Berkeley Public Health alumna profile: Phaly Pichota

Phaly Pichota, 46
  • Online MPH ’18
  • Home country: Cambodia (immigrated to US at 7)
  • Hometown: Boston
  • Currently lives: Carlsbad, California
  • Preferred pronouns: she/hers/her

What is your previous work and educational history and how did your degree fit into that?

My background was in advisory and consulting at a Big Four accounting firm (financial services), which later propelled me to get an MBA from the University of Chicago, Booth School of Business. After business school, I took on the role as chief auditor of a startup insurance company and later transitioned into VP of customer experience and then headed up the direct life insurance business for American Family Insurance Company. I was passionate about health and nutrition and also wanted to be an entrepreneur, so after my company’s acquisition, I pursued the MPH, graduated in 2018 and started my own digital health company—Cibus Health—that same year.

What sparked your interest in public health?

I had spent over 20 years in military healthcare, first as an active-duty field medic (four years in Army), then as a Medical Service Corp officer in the USAFR [US Air Force Reserve]. While I had a successful career in the corporate environment, I knew I wanted to work full-time in healthcare in some capacity after I was deployed during Operation Iraqi Freedom/Operation Noble Eagle in 2003–but I never had the opportunity to pursue it and had to put that aspiration on hold. I ended up advancing to the executive ranks at a startup insurance company and finally saw an opportunity to pursue my dream after my company was acquired by a fortune 500 company in 2014. It was then that I started to search and plan out the MPH degree and start a career change.

What was your concentration at Berkeley Public Health?

General MPH through the online program—I wish there had been the Nutrition concentration when I was still in the program, because that is awesome!! I’m very excited that the Online MPH program added this.
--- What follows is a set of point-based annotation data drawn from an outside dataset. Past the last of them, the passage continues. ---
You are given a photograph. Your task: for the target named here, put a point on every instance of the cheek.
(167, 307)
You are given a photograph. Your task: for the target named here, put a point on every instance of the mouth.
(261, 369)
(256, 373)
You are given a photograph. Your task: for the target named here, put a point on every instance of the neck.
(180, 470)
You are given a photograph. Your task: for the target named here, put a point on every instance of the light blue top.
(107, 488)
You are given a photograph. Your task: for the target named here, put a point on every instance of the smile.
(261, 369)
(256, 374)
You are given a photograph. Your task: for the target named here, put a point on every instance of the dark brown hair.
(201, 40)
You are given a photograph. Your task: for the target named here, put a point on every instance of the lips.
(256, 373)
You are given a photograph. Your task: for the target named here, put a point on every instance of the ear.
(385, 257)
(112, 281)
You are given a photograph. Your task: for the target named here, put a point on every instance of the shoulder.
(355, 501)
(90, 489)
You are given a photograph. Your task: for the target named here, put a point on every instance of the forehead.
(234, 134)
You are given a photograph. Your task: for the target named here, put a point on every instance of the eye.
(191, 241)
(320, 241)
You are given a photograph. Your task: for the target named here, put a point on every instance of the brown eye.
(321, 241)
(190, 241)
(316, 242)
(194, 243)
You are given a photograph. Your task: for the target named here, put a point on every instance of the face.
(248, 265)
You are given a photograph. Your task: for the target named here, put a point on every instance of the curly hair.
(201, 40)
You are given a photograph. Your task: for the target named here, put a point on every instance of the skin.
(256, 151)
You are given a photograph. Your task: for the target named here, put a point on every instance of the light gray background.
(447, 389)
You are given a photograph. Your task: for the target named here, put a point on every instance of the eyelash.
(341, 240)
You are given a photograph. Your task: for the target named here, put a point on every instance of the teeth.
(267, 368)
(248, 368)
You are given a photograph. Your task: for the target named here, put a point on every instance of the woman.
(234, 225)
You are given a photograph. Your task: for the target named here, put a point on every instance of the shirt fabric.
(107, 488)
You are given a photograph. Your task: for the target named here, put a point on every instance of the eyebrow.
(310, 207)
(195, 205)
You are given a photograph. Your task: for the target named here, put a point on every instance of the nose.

I would consider getting that concentration as an alumna now.

Why did you choose the online program, as opposed to a traditional program?

I was a working professional with a family, trying to execute a career change and needed the flexibility of online versus on-campus.

Can you tell us about your career since graduating from the Online MPH program?

Since graduating in 2018, I co-founded Cibus Health, a personalized nutrition technology platform designed for clinicians to prescribe, at point of care, a complete nutrition support program for patients suffering from chronic conditions, with an immediate focus on patients suffering from heart disease and diabetes.

How has your degree from Berkeley Public Health helped you achieve your career goals?

The MPH was a really critical aspect of my second career change into healthcare, which I had been planning for close to 10 years. After the MPH, I pursued the field of nutrition which had been a lifelong passion for me and received a certificate in Integrative Nutrition at UCSD in 2020. I’m pursuing credentials as BCNS through the American Nutrition Association.

How did your time at Berkeley Public Health challenge you, and how have you applied what you learned?

Berkeley MPH has been instrumental in giving me the knowledge and theories to apply nutrition intervention within my own startup company. It really drove this idea of technology and innovation in health interventions, with a deeply human-centric approach. I use these learnings often today (especially from classes such as program planning, survey methods, and mass communications) as I develop my personalized nutrition tech platform, engage in customer discovery, and design efforts with patients, clinical users, and sponsors.

What were the most transformational parts of your experience at Berkeley Public Health? How did those formative moments help you on your current path?

The most transformative part of Berkeley was being able to deeply connect with like-minded and immensely caring individuals across different healthcare efforts who simply shared my passion for improving human health. These individuals have since become my greatest champions, mentors, and friends. For me, coming from the corporate sector, the program has really given me a new sense of purpose on how I can contribute to health for the better in, I hope, some meaningful way.